I might be wrong, but I promise it’s in all the right ways.

Increasing in popularity the question amongst friends and acquaintances familiar with this web address goes a little something like this, “So Meg do you ever get worried about what you write? You know like using people’s names and real life situations and all…?”

Answer is simple kiddies: No. Because if I didn’t feel correct about allowing it to be permanently established in cyberspace I wouldn’t allow myself that power to do so. I also have the luxury of not having a big girl real world time job: I care for people, who subsequently don’t care about me or what my free time entails.

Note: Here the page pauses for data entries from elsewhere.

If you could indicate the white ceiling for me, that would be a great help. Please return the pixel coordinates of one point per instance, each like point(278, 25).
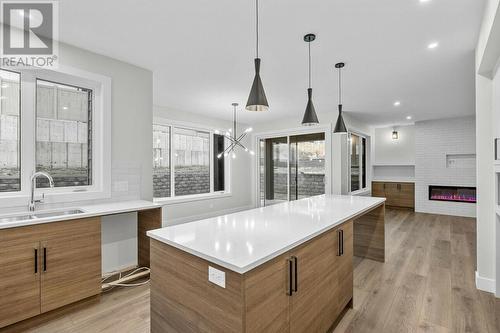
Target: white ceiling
point(201, 53)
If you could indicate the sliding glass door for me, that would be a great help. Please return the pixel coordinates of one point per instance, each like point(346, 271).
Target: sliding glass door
point(307, 165)
point(357, 153)
point(274, 166)
point(291, 167)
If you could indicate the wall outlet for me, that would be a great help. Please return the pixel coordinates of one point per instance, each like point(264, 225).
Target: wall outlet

This is me, this is raw, and this is real: hence why my name is the beginning of the web address, I’m not ashamed of things I share, some might be more intimate and informative than some would wish; specifically those involved, but it’s my blog, it’s my life, and it’s my story; if I wrote it according to everyone else then I’d have to change the Megan Sweeney portion of this story.

I’ve never apologized for who I am, and I’m not about to start; sure I could make up stories and skew details to fabricate reality in an attempt for a riveting story, but that’s not me – I’ve been lied to enough in life that truth holds its own dynamic of beauty when being professed. Sure all the pieces written are biased because they are strictly from my point of view…whose else would they be from? I do my best to paint the picture for my readers and let the words envelop their minds to the particular place and time being described. I involve readers to the degree in which I want to pull them in and have them be a fly on the wall, to see my sights, and experience the feeling that comes with it: I want to bring them there, because no matter how different our lives may be; there’s a circumstance in which you’ve already or will ‘be there’ in a sense. What’s written is life, and as uninteresting, enigmatic, lackluster, or brilliant it may be – it’s relatable, sure its fun to read a clever piece well thought out and edited to the utmost definition of the word – but then where’s the fiber of personality clashing with reality? I don’t have to make up things to write, because I think I’m living quite a noteworthy life already – I attempt every time I write to capture everything I can to take you there.

I’ve definitely received strong opinions towards certain pieces, I gladly welcome them, but I’m not changing them; I’ve had people wanting to be omitted from identity tying them to the words within the story – I can respect that and note when I do so. It’s never my intention to put anyone to shame, embarrassment, or a diminutive state: I hope that when my words are read they will hold the power to ignite a feeling for whoever happens to be reading them – I want them to jump off the screen and resonate within, aid in the conscious effort to open your lens a little and see the world through a separate perspective not thought of before, and maybe influence you to start your own story – it’s a beautiful and completely organic experience, the beauty lies in the simplicity of creating chapters and complexity of setting yourself free in the process; allowing yourself to become exactly who you were meant to be.

I adhere to one simple principle – always say what you need to, express yourself how you feel appropriate, necessary, and positively. Sending your thoughts and feelings out into the universe is far more powerful than selfishly holding onto them ‘wishing’ you would’ve said something. If its all laid out on the line – you can skip the step of having to worry about all the what if’s, and rest assured that you did everything on your part and its not in your hands anymore.